Wenatchee's Mountains



    Photo by Josh Tarr 

A visitor once commented to me that she didn’t like the brown hills around Wenatchee.  She was from Oregon where she was use to very lovely and green surroundings and she had only ever visited Wenatchee in summer.  I was taken aback because I’d never really thought of our mountains as just brown, although they are brown, at times.   I think of them as brown and white and green and purple and yellow and orange.  I think of them dazzling in the sunshine, and subdued by shadow, of painted by wildflowers and scorched by fire.  The mountains are only brown because once they were green.  They are only green because once they were white.  They are only purple because what was once brilliant sunshine is fading into night. 

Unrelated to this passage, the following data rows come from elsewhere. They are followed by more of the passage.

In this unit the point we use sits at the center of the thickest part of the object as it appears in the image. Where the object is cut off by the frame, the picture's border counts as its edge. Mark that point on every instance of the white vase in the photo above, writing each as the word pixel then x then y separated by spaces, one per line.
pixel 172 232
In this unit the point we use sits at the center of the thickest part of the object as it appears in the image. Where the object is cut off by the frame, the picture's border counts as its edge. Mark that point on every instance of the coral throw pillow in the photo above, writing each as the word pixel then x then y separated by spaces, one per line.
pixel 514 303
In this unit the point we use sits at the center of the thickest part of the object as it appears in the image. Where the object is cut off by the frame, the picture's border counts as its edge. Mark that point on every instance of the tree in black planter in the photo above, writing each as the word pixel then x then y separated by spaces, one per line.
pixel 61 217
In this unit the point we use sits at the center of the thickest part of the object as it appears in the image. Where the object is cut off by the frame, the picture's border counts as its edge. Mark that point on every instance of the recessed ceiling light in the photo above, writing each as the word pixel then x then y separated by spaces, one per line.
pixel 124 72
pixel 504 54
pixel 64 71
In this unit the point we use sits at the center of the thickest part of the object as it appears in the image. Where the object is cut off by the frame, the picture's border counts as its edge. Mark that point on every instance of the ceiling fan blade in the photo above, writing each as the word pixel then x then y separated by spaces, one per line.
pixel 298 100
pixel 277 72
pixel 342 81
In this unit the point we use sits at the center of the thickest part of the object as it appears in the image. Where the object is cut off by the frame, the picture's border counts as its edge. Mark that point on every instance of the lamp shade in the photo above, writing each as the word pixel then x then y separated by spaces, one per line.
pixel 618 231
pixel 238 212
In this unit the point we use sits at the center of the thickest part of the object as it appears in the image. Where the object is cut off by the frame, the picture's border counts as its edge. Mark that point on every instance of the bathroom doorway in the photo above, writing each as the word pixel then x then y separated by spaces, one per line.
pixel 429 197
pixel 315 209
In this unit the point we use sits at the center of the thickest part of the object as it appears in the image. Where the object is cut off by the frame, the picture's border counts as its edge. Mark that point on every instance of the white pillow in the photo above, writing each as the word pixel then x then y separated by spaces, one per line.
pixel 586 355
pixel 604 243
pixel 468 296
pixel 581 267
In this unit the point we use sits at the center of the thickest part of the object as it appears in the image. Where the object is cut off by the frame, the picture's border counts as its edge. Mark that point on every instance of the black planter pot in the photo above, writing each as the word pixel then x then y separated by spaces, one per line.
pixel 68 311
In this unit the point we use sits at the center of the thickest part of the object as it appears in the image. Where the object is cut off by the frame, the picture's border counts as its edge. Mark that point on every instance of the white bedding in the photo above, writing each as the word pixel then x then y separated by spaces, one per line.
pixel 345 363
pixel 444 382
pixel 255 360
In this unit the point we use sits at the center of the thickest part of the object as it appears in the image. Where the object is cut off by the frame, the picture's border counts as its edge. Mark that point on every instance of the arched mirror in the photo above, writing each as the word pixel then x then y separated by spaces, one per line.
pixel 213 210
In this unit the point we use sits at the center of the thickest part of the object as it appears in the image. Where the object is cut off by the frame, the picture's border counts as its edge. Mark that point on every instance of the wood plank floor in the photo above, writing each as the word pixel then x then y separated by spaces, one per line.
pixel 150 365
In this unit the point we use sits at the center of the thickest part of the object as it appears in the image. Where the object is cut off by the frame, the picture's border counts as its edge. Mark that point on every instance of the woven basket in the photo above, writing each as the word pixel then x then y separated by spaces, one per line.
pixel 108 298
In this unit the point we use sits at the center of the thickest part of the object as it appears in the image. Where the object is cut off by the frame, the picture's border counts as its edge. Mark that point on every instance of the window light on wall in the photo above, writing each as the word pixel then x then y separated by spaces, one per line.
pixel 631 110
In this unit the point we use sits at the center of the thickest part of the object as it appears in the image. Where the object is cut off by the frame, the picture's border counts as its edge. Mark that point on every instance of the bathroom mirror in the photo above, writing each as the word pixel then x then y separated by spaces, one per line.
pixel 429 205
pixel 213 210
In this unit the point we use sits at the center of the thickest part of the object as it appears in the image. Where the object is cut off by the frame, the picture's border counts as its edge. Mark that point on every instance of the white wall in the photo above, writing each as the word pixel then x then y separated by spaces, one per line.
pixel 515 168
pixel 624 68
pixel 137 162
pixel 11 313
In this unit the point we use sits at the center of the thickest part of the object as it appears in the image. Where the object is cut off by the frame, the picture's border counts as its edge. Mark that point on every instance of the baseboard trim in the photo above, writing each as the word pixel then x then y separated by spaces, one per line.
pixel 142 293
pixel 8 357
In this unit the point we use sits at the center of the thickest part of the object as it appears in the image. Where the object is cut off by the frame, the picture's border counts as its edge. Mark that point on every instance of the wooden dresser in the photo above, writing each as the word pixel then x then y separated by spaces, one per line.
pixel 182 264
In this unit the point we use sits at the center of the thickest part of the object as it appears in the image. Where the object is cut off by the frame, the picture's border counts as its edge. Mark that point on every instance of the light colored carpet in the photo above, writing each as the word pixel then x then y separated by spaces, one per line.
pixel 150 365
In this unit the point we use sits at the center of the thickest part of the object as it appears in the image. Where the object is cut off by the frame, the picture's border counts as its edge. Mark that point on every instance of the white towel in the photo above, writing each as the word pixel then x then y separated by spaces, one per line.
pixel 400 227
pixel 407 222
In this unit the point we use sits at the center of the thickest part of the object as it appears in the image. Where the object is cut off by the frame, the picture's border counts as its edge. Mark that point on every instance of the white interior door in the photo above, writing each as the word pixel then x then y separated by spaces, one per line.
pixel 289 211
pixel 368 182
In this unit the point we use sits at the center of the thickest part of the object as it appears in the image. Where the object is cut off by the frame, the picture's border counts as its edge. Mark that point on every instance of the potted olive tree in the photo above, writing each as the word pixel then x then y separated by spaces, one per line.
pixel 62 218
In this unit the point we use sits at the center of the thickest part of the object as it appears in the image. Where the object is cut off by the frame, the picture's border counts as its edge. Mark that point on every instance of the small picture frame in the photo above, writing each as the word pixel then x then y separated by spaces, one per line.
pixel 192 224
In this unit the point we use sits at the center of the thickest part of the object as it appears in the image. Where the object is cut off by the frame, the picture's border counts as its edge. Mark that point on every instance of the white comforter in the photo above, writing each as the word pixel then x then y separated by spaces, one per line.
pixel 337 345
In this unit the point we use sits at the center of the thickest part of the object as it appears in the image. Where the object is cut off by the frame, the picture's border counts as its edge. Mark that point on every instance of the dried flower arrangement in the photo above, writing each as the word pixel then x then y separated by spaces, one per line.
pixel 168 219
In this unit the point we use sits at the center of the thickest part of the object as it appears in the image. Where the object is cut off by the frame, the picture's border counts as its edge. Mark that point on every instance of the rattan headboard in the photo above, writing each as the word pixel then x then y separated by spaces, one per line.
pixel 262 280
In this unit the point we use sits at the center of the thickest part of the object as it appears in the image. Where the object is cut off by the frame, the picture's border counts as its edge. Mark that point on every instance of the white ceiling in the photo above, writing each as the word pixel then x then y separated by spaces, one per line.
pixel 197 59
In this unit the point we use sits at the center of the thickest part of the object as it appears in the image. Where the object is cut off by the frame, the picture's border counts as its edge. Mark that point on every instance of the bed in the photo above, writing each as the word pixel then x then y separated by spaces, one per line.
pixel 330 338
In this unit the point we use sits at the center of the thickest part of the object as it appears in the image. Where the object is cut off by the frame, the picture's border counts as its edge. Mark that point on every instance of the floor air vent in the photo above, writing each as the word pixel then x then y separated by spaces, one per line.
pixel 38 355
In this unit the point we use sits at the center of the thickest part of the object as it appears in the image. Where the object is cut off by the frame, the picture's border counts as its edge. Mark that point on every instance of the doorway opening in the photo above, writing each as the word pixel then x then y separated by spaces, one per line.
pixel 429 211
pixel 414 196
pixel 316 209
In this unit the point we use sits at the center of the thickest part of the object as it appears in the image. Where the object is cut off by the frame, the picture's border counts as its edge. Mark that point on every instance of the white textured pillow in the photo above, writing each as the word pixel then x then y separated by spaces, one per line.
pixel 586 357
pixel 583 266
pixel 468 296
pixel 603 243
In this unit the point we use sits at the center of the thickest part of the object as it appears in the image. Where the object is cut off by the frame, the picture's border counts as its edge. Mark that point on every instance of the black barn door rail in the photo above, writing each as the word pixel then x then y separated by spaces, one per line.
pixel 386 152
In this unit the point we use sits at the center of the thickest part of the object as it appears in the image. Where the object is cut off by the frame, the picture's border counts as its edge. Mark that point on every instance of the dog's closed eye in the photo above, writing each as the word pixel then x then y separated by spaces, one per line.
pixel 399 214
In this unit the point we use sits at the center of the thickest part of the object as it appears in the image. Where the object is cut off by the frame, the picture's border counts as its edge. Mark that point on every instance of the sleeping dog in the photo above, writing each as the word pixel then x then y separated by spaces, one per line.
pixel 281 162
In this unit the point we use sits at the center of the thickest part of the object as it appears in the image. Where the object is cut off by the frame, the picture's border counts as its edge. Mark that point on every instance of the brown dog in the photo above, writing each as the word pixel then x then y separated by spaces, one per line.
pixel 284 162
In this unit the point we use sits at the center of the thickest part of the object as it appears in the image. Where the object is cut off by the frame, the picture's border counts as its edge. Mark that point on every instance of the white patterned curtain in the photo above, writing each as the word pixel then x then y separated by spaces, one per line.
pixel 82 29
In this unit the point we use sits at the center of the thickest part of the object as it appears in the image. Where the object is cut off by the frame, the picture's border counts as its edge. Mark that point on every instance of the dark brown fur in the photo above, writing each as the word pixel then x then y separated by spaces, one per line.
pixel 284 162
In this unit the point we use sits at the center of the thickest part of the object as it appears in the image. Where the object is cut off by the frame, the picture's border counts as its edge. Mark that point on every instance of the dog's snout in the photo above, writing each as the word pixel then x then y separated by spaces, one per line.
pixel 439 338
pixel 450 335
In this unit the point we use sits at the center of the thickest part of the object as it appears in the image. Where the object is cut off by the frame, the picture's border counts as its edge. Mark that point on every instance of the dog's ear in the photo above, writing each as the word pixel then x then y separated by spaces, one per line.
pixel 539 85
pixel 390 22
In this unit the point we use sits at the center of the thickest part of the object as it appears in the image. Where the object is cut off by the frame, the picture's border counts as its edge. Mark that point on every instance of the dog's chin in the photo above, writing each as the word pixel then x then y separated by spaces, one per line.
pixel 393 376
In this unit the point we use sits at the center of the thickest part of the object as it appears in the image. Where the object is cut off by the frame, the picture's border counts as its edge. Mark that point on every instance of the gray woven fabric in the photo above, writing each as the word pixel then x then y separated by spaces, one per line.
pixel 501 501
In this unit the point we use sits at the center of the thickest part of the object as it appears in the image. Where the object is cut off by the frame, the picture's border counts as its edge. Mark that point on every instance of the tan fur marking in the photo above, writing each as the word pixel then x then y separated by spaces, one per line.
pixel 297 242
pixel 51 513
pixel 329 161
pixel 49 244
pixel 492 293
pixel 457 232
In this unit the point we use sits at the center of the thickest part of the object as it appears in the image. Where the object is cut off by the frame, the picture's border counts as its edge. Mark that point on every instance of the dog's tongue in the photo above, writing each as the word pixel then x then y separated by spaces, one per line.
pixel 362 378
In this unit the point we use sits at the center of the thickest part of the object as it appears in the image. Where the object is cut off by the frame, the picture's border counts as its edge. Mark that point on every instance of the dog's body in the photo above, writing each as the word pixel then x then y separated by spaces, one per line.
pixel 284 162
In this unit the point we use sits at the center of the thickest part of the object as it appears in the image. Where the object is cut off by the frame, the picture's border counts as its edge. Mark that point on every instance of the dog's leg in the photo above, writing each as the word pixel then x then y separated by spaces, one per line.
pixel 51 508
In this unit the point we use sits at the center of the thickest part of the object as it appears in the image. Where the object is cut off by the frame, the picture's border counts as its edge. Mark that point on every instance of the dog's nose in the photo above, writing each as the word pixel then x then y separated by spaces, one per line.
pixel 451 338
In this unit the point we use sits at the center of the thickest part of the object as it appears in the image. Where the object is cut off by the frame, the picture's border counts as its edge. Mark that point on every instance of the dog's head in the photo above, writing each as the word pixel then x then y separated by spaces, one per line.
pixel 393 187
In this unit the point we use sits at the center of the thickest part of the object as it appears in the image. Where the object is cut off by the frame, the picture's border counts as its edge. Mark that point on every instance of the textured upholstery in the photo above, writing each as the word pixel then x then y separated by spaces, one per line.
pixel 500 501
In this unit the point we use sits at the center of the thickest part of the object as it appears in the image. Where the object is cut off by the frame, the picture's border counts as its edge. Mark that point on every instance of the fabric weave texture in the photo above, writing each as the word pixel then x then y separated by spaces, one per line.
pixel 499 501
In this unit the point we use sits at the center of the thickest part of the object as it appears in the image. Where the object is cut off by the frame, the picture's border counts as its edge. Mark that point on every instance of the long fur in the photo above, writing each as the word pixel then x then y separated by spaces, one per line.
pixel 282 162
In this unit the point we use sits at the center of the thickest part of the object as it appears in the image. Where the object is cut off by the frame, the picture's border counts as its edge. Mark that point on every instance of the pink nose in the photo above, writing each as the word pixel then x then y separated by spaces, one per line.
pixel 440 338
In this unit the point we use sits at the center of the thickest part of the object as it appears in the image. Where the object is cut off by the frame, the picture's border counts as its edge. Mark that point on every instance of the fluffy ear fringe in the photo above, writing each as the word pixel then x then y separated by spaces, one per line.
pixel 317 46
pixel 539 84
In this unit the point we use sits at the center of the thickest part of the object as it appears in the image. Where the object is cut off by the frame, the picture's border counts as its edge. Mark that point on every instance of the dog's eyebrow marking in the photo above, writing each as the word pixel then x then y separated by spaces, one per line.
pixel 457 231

There are days I don’t notice the mountains at all.  I get busy and so caught up in running around that I forget to notice them.  On those days the mountains wait patiently for my return.  Mountains know about patience.  It amazes me that I do it.  It amazes me that the sheer volume of beauty surrounding me daily can somehow slip my notice - but it does. 
                                                                     
I think we are a lot like the mountains.   We are now, because of what we once were.   We are chiseled by time, eroded by fear, adorned in beauty, timeless in memory.  Sometimes we are vibrant.  Sometimes we are brown.  Sometimes you must wait to be noticed, but noticed or not - you are beautiful.